9/11 in a bunker: speaker tells story
For United States Marine Corps Lt. Col. Robert Darling (retired), Sept. 11, 2001 was no ordinary day.
Darling was the guest speaker at United Bank’s annual Ag Appreciation Luncheon at The Club on Feb. 14.
During that September day 18 years ago, Darling was holed up in the PEOC (President’s Emergency Operating Center) with former Vice President Dick Cheney and National Security Advisor Condoleezza Rice, handling logistics for all communications coming into the bunker.
Darling gave an account for each hour of the day, detailing what was said and done in the bunker. In fact, he is the author of “24 Hours Inside the President’s Bunker, 9/11/01: The White House.”
Darling said one thing that stood out to him is how powerful the United States is, military wise.
“I never want us to forget the nearly 3,000 great Americans we lost that day,” he said. “Whether they were working at their desks at the Pentagon, or at the World Trade Center or fighting for their lives on that flight — they hardened us in our resiliency to keep going. America is so powerful because there were ordinary Americans doing extraordinary things.”
Darling’s day began at 8:46 a.m. on Sept. 11, 2001 with the news that an airliner careened into one of the two buildings at World Trade Center.
“We saw United Airlines flight 72 coming into view,” he said. “We saw it careen into the south tower at full power.”
Darling said in times is a national tragedy in America, the U.S. Government is equal in every agency in that no agency is more important than the other.
Darling said during times of national tragedy, the president of the United States, then President George W. Bush, needs to be airborne.
“We never want the president stuck on the ground,” he said. “Everybody wanted him in the skies as fast as possible.”
Darling said then, he started working on the high priority phone calls, or 1-Alpha-1s, from government agencies.
Darling recalled how Cheney ordered that United Flight 93 be shot down before it reaches its target of Washington, D.C. He said for a brief moment, they thought they had shot the plane down after it crashed into a field in Pennsylvania.
“Forty ordinary Americans, they rallied themselves together to convince everybody that we need to fight back,” he said. “They organized a fight with Tom Beamer, and we believe they got into the cockpit, and between when the plane went totally inverted and hit at 500 miles an hour, they got hands on the terrorists.
“These heroes owned the first battled against radical Islam,” he said.
Darling said agents on scene found a piece of the aircraft lodged 40 feet in the ground due to the impact.
Darling said the day started to get really busy by about 10 a.m. as the mission then was to ground all flights.
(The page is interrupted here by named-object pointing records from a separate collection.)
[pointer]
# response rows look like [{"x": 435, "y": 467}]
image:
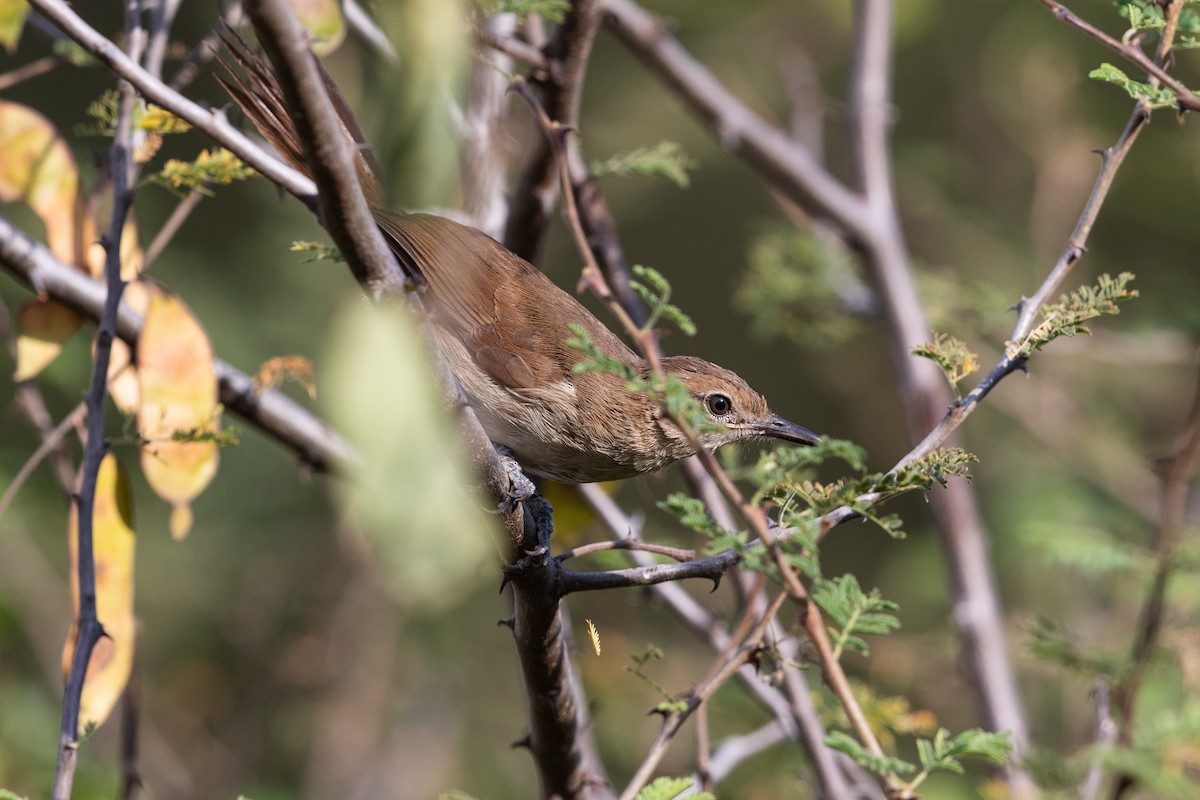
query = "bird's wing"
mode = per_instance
[{"x": 511, "y": 317}]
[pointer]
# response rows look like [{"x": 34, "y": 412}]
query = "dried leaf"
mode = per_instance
[
  {"x": 275, "y": 371},
  {"x": 179, "y": 394},
  {"x": 113, "y": 546},
  {"x": 42, "y": 326},
  {"x": 39, "y": 169}
]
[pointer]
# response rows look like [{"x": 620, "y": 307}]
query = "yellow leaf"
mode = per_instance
[
  {"x": 275, "y": 371},
  {"x": 179, "y": 396},
  {"x": 39, "y": 169},
  {"x": 323, "y": 19},
  {"x": 113, "y": 546},
  {"x": 123, "y": 373},
  {"x": 594, "y": 635},
  {"x": 42, "y": 326}
]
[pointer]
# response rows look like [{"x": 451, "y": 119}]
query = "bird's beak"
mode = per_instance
[{"x": 780, "y": 428}]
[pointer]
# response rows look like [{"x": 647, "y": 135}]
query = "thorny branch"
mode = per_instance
[{"x": 88, "y": 627}]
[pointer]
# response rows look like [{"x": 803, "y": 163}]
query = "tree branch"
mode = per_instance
[
  {"x": 87, "y": 627},
  {"x": 713, "y": 567},
  {"x": 274, "y": 413},
  {"x": 343, "y": 205}
]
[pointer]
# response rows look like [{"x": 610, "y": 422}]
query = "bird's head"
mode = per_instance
[{"x": 735, "y": 410}]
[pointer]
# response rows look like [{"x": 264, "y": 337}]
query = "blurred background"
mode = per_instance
[{"x": 276, "y": 662}]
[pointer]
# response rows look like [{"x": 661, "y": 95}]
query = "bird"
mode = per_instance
[{"x": 503, "y": 328}]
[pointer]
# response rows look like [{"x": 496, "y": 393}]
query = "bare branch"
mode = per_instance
[
  {"x": 343, "y": 206},
  {"x": 88, "y": 627},
  {"x": 211, "y": 124},
  {"x": 561, "y": 89},
  {"x": 745, "y": 134},
  {"x": 1188, "y": 101},
  {"x": 274, "y": 413},
  {"x": 712, "y": 567}
]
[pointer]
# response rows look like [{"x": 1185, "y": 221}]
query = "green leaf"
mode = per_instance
[
  {"x": 952, "y": 355},
  {"x": 693, "y": 513},
  {"x": 665, "y": 788},
  {"x": 1051, "y": 643},
  {"x": 664, "y": 160},
  {"x": 210, "y": 168},
  {"x": 549, "y": 10},
  {"x": 318, "y": 251},
  {"x": 1069, "y": 314},
  {"x": 877, "y": 764},
  {"x": 1089, "y": 549},
  {"x": 407, "y": 488},
  {"x": 1140, "y": 90},
  {"x": 657, "y": 293},
  {"x": 855, "y": 613},
  {"x": 802, "y": 287}
]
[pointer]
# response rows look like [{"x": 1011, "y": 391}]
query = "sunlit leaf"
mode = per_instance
[
  {"x": 427, "y": 533},
  {"x": 39, "y": 169},
  {"x": 323, "y": 19},
  {"x": 42, "y": 325},
  {"x": 179, "y": 392},
  {"x": 285, "y": 367},
  {"x": 113, "y": 547}
]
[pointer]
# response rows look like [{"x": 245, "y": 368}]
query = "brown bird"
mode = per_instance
[{"x": 503, "y": 328}]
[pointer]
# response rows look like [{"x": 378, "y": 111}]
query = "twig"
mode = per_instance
[
  {"x": 171, "y": 227},
  {"x": 274, "y": 413},
  {"x": 796, "y": 717},
  {"x": 366, "y": 29},
  {"x": 481, "y": 125},
  {"x": 673, "y": 720},
  {"x": 1176, "y": 475},
  {"x": 645, "y": 341},
  {"x": 786, "y": 164},
  {"x": 677, "y": 553},
  {"x": 1188, "y": 101},
  {"x": 1107, "y": 734},
  {"x": 88, "y": 627},
  {"x": 211, "y": 124},
  {"x": 712, "y": 569},
  {"x": 561, "y": 89},
  {"x": 516, "y": 48},
  {"x": 343, "y": 206}
]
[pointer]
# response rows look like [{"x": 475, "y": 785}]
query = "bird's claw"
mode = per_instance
[{"x": 521, "y": 488}]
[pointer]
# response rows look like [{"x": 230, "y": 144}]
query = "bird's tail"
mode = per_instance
[{"x": 252, "y": 84}]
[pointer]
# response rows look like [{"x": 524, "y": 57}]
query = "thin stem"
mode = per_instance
[{"x": 88, "y": 626}]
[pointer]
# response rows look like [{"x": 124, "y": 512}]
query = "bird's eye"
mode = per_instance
[{"x": 718, "y": 404}]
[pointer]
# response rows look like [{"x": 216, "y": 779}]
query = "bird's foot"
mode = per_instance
[{"x": 521, "y": 488}]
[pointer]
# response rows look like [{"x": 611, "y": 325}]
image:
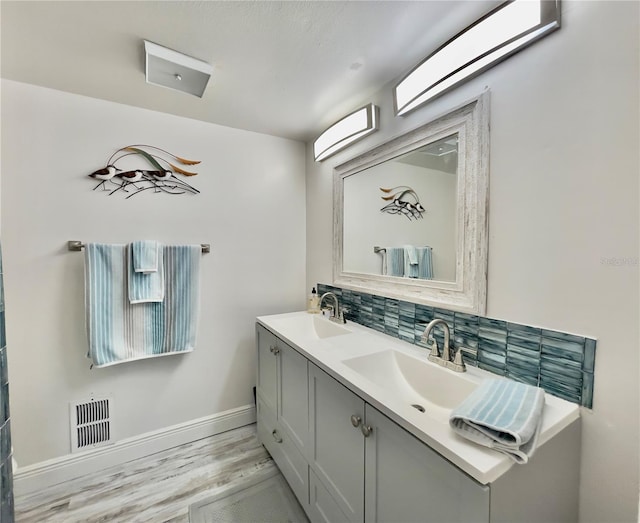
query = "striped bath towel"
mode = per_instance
[
  {"x": 119, "y": 331},
  {"x": 502, "y": 415},
  {"x": 410, "y": 261},
  {"x": 425, "y": 263}
]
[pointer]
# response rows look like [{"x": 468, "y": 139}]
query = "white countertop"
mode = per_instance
[{"x": 483, "y": 464}]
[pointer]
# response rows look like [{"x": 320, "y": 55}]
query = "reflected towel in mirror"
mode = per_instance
[{"x": 394, "y": 261}]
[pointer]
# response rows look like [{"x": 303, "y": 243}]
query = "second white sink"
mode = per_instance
[
  {"x": 311, "y": 326},
  {"x": 419, "y": 383}
]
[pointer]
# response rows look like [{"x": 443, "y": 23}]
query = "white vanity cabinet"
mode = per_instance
[
  {"x": 375, "y": 471},
  {"x": 282, "y": 409},
  {"x": 347, "y": 461},
  {"x": 337, "y": 451},
  {"x": 406, "y": 481}
]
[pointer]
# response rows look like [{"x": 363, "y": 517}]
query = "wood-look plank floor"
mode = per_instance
[{"x": 157, "y": 489}]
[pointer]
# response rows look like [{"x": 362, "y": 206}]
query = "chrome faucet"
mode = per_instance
[
  {"x": 457, "y": 364},
  {"x": 337, "y": 315}
]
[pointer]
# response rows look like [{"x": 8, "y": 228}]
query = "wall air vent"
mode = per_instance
[{"x": 91, "y": 425}]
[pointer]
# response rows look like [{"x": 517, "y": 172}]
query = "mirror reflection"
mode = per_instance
[{"x": 400, "y": 216}]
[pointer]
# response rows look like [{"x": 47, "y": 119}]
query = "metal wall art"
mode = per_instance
[
  {"x": 160, "y": 178},
  {"x": 404, "y": 201}
]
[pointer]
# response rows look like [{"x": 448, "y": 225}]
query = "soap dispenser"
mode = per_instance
[{"x": 313, "y": 307}]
He said the Federal Aviation Agency (FAA) and
North American Aerospace Defense Command (NORAD) were responsible of getting flights to land at nearby air fields.
“We fly millions of people around this country every single day,” he said. “On 9/11 it was the first time in history that we cleared the skies over America between NORAD and FAA, we didn’t have one aviation mishap. We didn’t lose anybody to a diabetic coma. During any given hour, we could have up to 300 medevac’s going around this country. Yet, through the coordination with the FAA, all aircraft had new call signs and squawks, and we got everybody where the needed to be with no loss of life.”
Darling said some 12 days after the attack, the aftermath of the buildings was toured at ground zero. He said the carnage along was 13 stories high with twisted metal beams and sewer pipes sticking out of the ground.
Darling, who travels around the country telling his story, said the ethic Americans showed on 9/11 is why he speaks to so many people about the day that changed the world.